TORONTO - Aaron Sanchez is ready to put his finger issues behind him and never look back.

A frustrating season came to a close for the Blue Jays right-hander over the weekend when the team officially shut him down for the remainder of 2017.

What started as a blister on his right middle finger and expanded into a nail issue early in the year has now developed into a pulley sprain in his tendon, which Sanchez found out about on Friday.

For now, the only solution for the 25-year-old is rest. But he and the team will continue to explore options over the off-season to prevent his blisters from re-emerging.

"I don't even want to look at my finger, that's how irritated I've been with all this stuff," Sanchez said Monday before the Blue Jays played the visiting Baltimore Orioles. "I think I'll have an answer before I even pick up a ball on what kind of strategy or what we need to do moving forward.

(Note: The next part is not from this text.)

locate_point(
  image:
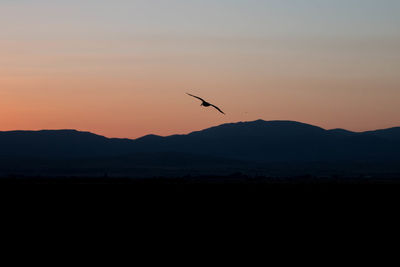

"I'm trying to take care of that now because when I pick up a ball I'm slamming the door on all this (stuff) that happened this year."

Sanchez went on the disabled list four times over the course of the season and had a procedure done to remove part of his fingernail in an attempt to fix the nagging problem.

He lasted just one inning (13 pitches) in his first return from the DL on April 30 against Tampa Bay before his finger began to bleed. In his last start against Boston on July 19, Sanchez was pulled after giving up five runs over four innings in a 5-1 loss.

He landed back on the DL when another blister reappeared in the same spot on his middle finger.

"I can't pinpoint exactly when (the strain happened), I'm sure it was the accumulation of everything," Sanchez said. "When I went and pitched against Tampa Bay and came out after one inning it probably started.

"A strain is something where it repeatedly happens so it was probably getting strained until my body told me, 'Hey, I can't go.' I can't pinpoint when and how. I just know what the problem was and we addressed it and now we move forward."

Sanchez pitched just 36 innings in 2017 with a 4.25 earned-run average, 24 strikeouts and a 1-3 record.

The abbreviated season comes a year after he went 15-2 with an American League-best 3.00 earned-run average, 161 strikeouts and 192 innings pitched while appearing in his first all-star game.

Sanchez, who's dealt with blisters in the past, refused to place any blame on the baseballs being used by MLB, as other pitchers — including teammate Marcus Stroman — have done this year.

"Everybody else has complained about it, I don't need to add to it," Sanchez said. "MLB knows what's going on in terms of people having assumptions that things are different, they'll figure it out. I don't need to add to that. That's where I stand on it.

"If it is something then we'll all know. But I've had problems with blisters so I don't blame the ball on being the issue."